Мы ли разделяем церковь, или он, который живым отказывает в жилище, мёртвым во гробе, который требует изгнания братий? Кто в особенности против наших вый возбудил оного могущественнейшего зверя, угрожающаго выям всего мира9? Кто до сих пор оставляет под дождём кости святых и невинные останки? Такими ласками побуждает нас к миру добрый пастырь и обвиняет нас, будто мы учреждаем собственное начальство, – мы, которые соединяемся и общением и любовию со всеми епископами, держащимися, конечно, правой веры. Неужели ты один составляешь церковь, и кто тебя оскорбит, тот отлучается от Христа? Если мы защищаем собственное начальство, то покажи, что мы в твоём округе имеем епископа. Что мы не сообщались с тобою, – это из-за веры; ответь, и тогда будет – из-за рукоположения.

«Придумывают для себя опору в других письмах, которые, говорят, писал им Епифаний. Хотя он даст отчет во всем случившемся пред судилищем Христовым, где больший и меньший будет судим без всякаго лицеприятия; однако как могут они опираться на его письмо, которое он, обличенный нами, написал о недозволенном рукоположении Павлиниана и бывших с ним, как показывает и самое письмо его в своем начале»? Спрашиваю: что это за слепота такая, нанесённая, как говорится, Киммерийским мраком? Говорит, что мы выдумываем опоры, и что он не имеет посланий Епифания против себя, и тотчас присовокупляет: «как могут они опираться на его послание, которое он, обличенный нами, написал о недозволенном рукоположении Павлиниана и бывших с ним»? Мы не имеем послания. И какое это послание, которое в начале своём говорит о Павлиниане? После начала есть нечто, о чём ты боишься упоминать. Тобою он обличён был относительно возраста, в каком был Павлиниан. Ты рукополагаешь во пресвитера и посылаешь легата и сообщника: ты настолько добросовестен, что туда, где ты солгал об отрочестве Павлиниана, туда ты посылаешь пресвитера отрока. Также Феосеву, диакона Фирийской церкви ты делаешь пресвитером и вооружаешь против нас и злоупотребляешь против нас его красноречием. Тебе одному дозволительно попирать законы церкви; ты что ни сделаешь – всё норма учения, и не стыдишься вызывать с собою на суд Епифания пред судилище Христово! После этого отделения следует вот что: он представляет Епифания своим сотрапезником, стоявшим с ним в близких сношениях, и говорит, что он никогда не говорил с ним о мнениях Оригена и под клятвенным заверением утверждает, говоря: «Бог свидетель, – он показал, что и подозрения относительно нас он не имеет в неправоверии». Не хочу отвечать и резко обличать, чтобы не обвинить епископа в ложной клятве.
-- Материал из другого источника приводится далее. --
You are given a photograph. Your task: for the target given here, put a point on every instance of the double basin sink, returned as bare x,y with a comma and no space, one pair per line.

На лицо очень много посланий Епифания: одно к нему, другое к епископам Палестины и недавно к первосвященнику города Рима; в них он (Епифаний) говорит, что, когда он пред многими обличал его (Иоанна) в мнениях Оригена, он не удостоил его ответом, и свидетель весь монастырь нашей малости.

* * *

1

Т.е. поднесши руку к устам и потом простерши её к народу, что было обычным церковным приветствием проповедника народу.

2

Т.е. символ веры.

3

Примицерий и сенатор – военные чины.

4

Биарх – смотритель над съестными припасами.

5

Цирцитор – объездный, дозорный офицер.

6

Манес – имя персидское и значит раб ; но Иероним даёт ему перевод с греческаго μανία, бешенство, безумие .

7

Putative visa magis sit, quam fuerit.

8

Мера жидкостей.

9

По мнению некоторых Иероним разумеет здесь Руфина, опекуна Аркадия, возбудившего против этого императора Алариха, вождя Готфов, с тем чтобы самому овладеть престолом.

*

О поводах к написанию этой книги см. «Жизнь и творения блажен. Иеронима». Труды Киев. Дух. Акад. 1863 г. стр. СХХѴ40; и след.


Источник: Творения блаженного Иеронима Стридонского. - 1880-1903. (Библиотека творений св. отцов и учителей церкви западных...) / Ч. 4. - Киев : Тип. аренд. Е.Т. Керер, 1880.– 365, [1] с. / Книга против Иоанна Иерусалимского, к Паммахию. 310-365 с.